Het Hof concludeert in de onderhavige zaak dat:
- Naar oordeel van het Hof de Britse Vennootschappen niet aan hun BTW-plicht hebben voldaan.
- Deze vennootschappen slechts ‘lege hulzen’ en ‘vehikels’ zouden zijn. Het Hof betwijfelt of er daadwerkelijk schroot is geleverd en of er sprake is van werkelijke handel:
- Het Hof denkt dat bepaalde bedrijven er alleen ‘tussen zijn geschoven’ om de BTW-fraude mogelijk te maken. Van een daadwerkelijke zakelijke relatie zou geen sprake zijn, of is niet waarschijnlijk volgens het Hof;
Uit de feiten en omstandigheden leidt het Hof vervolgens af dat:
- Verdachte wetenschap moeten hebben gehad van de fraude:
- Desondanks het 0-tarief heeft opgegeven.
Hoge Raad
Het cassatiemiddel komt op tegen het oordeel van het hof dat de omzetbelasting “onjuist of onvolledig” heeft gedaan, waaraan de verdachte feitelijk leiding heeft gegeven. Het tweede cassatiemiddel klaagt over de motivering van de bewezenverklaring. Verder klaagt het cassatiemiddel dat het hof het bewezenverklaarde onjuist heeft gekwalificeerd. Het cassatieberoep dat de verdachte heeft ingesteld wordt verworpen. De Hoge Raad ziet geen juridische fouten in de uitspraak van het Hof. Het feit dat de BTW-aangiften onjuist waren, is juridisch correct onderbouwd door het Hof. Hiernaast heeft het Hof uitvoerig gemotiveerd middels de maatstaven van ‘feitelijk leidinggeven’ waarom de verdachte feitelijk leiding gaf aan de BTW-fraude. De Hoge Raad toetst uitsluitend of het recht juist is toegepast en of de motivering van het Hof toereikend is. In dit geval oordeelde de Hoge Raad dat het Hof geen blijk had gegeven van een onjuiste rechtsopvatting en dat het oordeel voldoende gemotiveerd was. Het cassatieberoep werd daarom verworpen.

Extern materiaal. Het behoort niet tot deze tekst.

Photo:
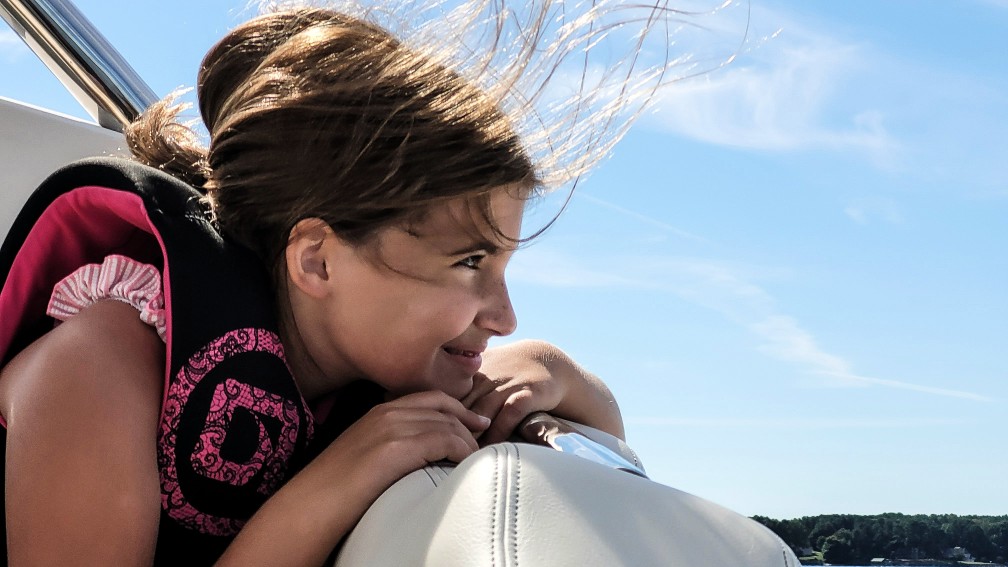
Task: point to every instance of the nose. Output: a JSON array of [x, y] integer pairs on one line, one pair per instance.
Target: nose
[[497, 315]]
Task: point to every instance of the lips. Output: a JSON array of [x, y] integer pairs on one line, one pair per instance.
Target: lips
[[468, 359], [462, 352]]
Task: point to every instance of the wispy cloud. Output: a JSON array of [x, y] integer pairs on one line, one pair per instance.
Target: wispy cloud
[[794, 423], [11, 46], [783, 94], [785, 339], [641, 217], [867, 210], [726, 289]]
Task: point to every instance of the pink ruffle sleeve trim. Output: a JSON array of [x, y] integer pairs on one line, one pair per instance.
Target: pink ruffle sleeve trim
[[118, 277]]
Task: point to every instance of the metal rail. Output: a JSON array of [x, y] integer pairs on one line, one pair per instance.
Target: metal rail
[[84, 61]]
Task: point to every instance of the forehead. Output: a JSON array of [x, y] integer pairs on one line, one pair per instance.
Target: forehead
[[494, 219]]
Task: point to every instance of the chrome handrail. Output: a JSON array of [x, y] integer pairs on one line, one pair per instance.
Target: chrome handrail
[[84, 61]]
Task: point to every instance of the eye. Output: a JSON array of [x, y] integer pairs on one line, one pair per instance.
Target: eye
[[471, 262]]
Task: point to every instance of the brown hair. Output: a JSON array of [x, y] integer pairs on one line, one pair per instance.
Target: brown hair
[[313, 113]]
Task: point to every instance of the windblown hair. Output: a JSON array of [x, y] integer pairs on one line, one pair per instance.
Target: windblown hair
[[324, 112]]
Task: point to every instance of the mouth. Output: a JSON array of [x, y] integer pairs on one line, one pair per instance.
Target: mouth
[[469, 360], [461, 352]]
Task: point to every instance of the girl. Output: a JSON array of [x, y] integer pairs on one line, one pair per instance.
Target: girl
[[313, 319]]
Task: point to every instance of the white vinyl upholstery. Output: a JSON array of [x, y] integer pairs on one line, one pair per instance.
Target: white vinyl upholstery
[[516, 504]]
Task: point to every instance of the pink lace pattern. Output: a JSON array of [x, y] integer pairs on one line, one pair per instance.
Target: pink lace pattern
[[118, 277]]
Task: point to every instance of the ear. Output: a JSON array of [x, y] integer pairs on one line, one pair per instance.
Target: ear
[[307, 256]]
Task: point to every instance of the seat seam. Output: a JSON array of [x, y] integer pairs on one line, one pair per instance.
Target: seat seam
[[493, 511], [514, 513]]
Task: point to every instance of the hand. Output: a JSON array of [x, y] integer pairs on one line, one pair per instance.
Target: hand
[[306, 518], [403, 435], [520, 378]]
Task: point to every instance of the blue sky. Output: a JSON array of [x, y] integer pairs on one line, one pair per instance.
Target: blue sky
[[791, 272]]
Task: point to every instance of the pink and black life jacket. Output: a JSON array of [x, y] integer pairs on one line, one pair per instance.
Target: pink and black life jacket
[[233, 426]]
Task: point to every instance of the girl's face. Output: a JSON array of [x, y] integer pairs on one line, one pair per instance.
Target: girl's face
[[414, 311]]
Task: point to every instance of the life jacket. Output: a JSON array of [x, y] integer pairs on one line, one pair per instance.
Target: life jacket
[[233, 425]]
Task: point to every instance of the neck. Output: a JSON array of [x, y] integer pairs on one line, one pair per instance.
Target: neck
[[309, 377]]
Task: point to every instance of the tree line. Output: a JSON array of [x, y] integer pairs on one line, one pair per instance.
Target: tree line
[[856, 540]]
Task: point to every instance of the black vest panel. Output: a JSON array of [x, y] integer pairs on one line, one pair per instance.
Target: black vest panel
[[233, 425]]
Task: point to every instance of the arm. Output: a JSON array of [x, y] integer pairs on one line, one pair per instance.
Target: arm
[[303, 522], [82, 406], [529, 375]]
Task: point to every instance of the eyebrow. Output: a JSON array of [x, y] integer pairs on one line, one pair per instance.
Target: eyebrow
[[477, 246]]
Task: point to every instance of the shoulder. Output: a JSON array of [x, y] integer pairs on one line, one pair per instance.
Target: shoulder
[[103, 351]]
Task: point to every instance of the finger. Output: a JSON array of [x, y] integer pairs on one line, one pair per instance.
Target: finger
[[491, 403], [482, 385], [517, 407]]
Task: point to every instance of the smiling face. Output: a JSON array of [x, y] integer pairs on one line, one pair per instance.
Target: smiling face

Uit het feit dat de verdachte een ‘sturende en controleren rol had’ bij het ‘financiële reilen en zeilen’ van het bedrijf leidt het Hof af dat de verdachte weet moest hebben van het feit dat geen BTW werd betaald door handelspartners later in de keten in de UK en dat hij hieraan ook feitelijk leiding moet hebben gegeven ex. art. 51 lid 2 sub 2 Sr. De Hoge Raad ziet in de motivering van het Hof geen reden tot vernietiging van het arrest.
Conclusie
De rechtbank sprak de verdachte aanvankelijk vrij wegens onvoldoende bewijs van betrokkenheid bij de BTW-fraude en vervalsing van de bedrijfsadministratie. Het Hof kwam echter tot een andere conclusie en stelde vast dat de verdachte vooraf bekend was met het risico van de BTW-fraude. Hij had bewust een structuur van fraude opgezet, waarbij hij langdurig substantiële bedragen factureerde en valse transacties gebruikte. De Hoge Raad verwierp het beroep van de verdachte en bevestigde dat het Hof de feiten correct heeft vastgesteld en de juiste juridische gronden heeft toegepast. Daarmee staat vast dat de rechtspersoon zich strafbaar heeft gemaakt aan opzettelijke BTW-fraude.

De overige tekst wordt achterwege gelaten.